Scott Dawson feels passionately that the Lost Colony was never lost.
“The Lost Colony is a marketing campaign that started in 1937 and it created this myth of a colony that vanished, and none of that is real,” said Dawson, president of the Croatoan Archaeologist Society. He also runs the Lost Colony Museum on Hatteras Island, where the Croatoan Native tribe lived in the 16th century.
Dawson recently spoke at the Roanoke River Maritime Museum in Plymouth, North Carolina highlighting the recent discovery of artifacts supporting the idea that English colonists who supposedly disappeared from Roanoke Island actually chose to live alongside the Croatoan tribe.
“We have empirical, physical evidence coming out of the ground with the best professionals in the world behind it,” Dawson said.

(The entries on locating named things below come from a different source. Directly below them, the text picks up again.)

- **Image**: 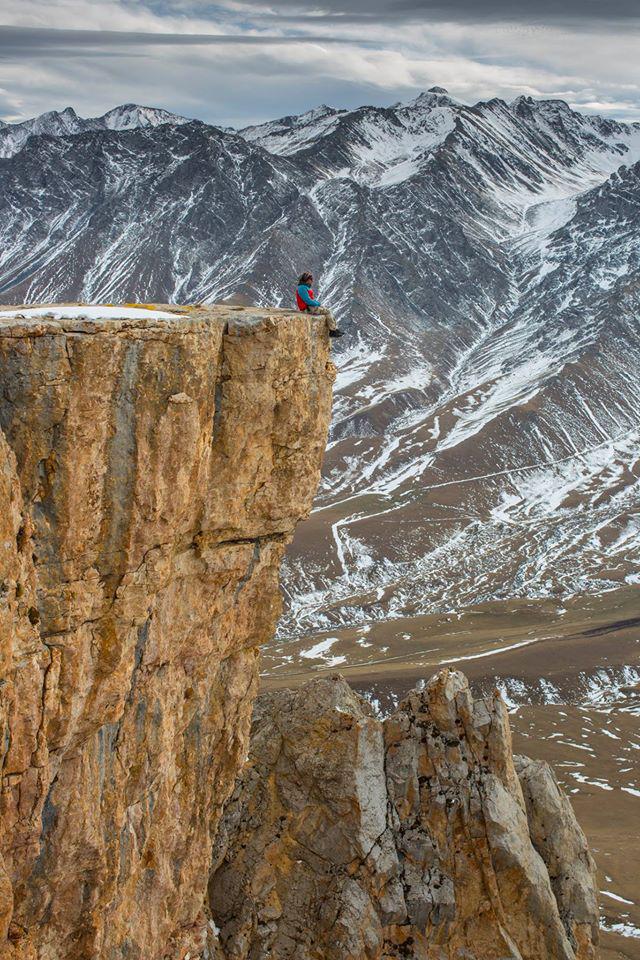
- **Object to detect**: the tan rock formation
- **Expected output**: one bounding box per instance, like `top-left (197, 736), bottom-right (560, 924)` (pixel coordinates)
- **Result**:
top-left (209, 671), bottom-right (597, 960)
top-left (0, 307), bottom-right (333, 960)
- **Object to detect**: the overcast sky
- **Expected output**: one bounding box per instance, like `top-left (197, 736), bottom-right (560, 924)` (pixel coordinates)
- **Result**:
top-left (0, 0), bottom-right (640, 126)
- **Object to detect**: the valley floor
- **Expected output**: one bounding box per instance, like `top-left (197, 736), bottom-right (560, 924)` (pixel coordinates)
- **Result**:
top-left (262, 587), bottom-right (640, 960)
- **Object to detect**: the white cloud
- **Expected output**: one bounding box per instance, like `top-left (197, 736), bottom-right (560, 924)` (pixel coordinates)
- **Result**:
top-left (0, 0), bottom-right (640, 125)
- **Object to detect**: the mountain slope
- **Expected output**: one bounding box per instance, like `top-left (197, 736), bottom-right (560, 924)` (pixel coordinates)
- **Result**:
top-left (0, 88), bottom-right (640, 644)
top-left (0, 103), bottom-right (188, 157)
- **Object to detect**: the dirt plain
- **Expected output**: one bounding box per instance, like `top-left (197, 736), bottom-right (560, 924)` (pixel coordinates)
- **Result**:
top-left (262, 586), bottom-right (640, 960)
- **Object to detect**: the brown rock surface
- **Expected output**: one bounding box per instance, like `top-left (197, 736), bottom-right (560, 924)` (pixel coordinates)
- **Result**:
top-left (0, 307), bottom-right (333, 960)
top-left (209, 670), bottom-right (597, 960)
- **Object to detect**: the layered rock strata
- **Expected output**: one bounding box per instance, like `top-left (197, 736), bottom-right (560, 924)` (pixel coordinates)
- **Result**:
top-left (0, 307), bottom-right (333, 960)
top-left (209, 670), bottom-right (598, 960)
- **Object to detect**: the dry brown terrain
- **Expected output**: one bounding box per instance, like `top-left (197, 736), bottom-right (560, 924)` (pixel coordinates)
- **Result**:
top-left (262, 587), bottom-right (640, 960)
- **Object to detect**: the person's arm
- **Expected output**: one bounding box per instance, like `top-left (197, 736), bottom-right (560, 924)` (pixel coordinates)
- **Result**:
top-left (298, 283), bottom-right (322, 307)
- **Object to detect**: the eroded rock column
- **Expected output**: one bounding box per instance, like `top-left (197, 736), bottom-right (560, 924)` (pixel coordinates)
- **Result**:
top-left (209, 670), bottom-right (597, 960)
top-left (0, 308), bottom-right (333, 960)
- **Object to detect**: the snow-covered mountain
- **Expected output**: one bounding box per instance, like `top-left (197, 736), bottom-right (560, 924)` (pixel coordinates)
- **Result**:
top-left (0, 88), bottom-right (640, 635)
top-left (0, 103), bottom-right (188, 157)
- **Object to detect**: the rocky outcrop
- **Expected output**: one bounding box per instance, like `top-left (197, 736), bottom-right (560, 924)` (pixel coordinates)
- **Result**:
top-left (0, 307), bottom-right (333, 960)
top-left (209, 671), bottom-right (597, 960)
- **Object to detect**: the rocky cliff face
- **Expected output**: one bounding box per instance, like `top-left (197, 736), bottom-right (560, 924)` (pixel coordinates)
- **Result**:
top-left (209, 671), bottom-right (597, 960)
top-left (0, 308), bottom-right (333, 960)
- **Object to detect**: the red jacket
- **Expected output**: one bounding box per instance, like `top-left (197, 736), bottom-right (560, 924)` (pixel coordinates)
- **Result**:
top-left (296, 287), bottom-right (315, 310)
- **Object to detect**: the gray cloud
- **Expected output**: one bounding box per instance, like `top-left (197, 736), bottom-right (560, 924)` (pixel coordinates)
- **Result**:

Archaeologists found “buckets” of hammer scale, a leftover material from blacksmithing, Dawson said.
“This is showing a presence of the English working metal and living in the Indian Village for decades,” he said. “We're finding this whole metalworking workshop on the site and natives didn't do that.”
More than 100 colonists established camp in what is now Manteo in 1587. The leader of the expedition returned to England on a resupply mission and returned in 1590 to find the Roanoke settlement abandoned, with one word carved in a wooden post: Croatoan.
For centuries, theories abound on what happened to the colonists. Some believe they simply perished in the unfamiliar environment, or maybe an unknown disease ravaged the population. Others think indigenous tribes killed the colonists while others, like Dawson, have long believed they assimilated with and lived alongside the Croatoan tribe.
“They say that the colony vanished and they left behind this cryptic message on a tree, ‘Croatoan,’ and no one knows what it means,” Dawson said. “The reason they do this is mystery sells, right? But Croatoan is Hatteras Island. It's clearly labeled on the maps.”
As Hatteras Island becomes more developed, finding proof of history is critical, Dawson said.
“The archaeology is just a cherry on top, but the fact that we're able to preserve all of this Croatoan material as well, that makes me happy because it's in real danger of being lost,” he said.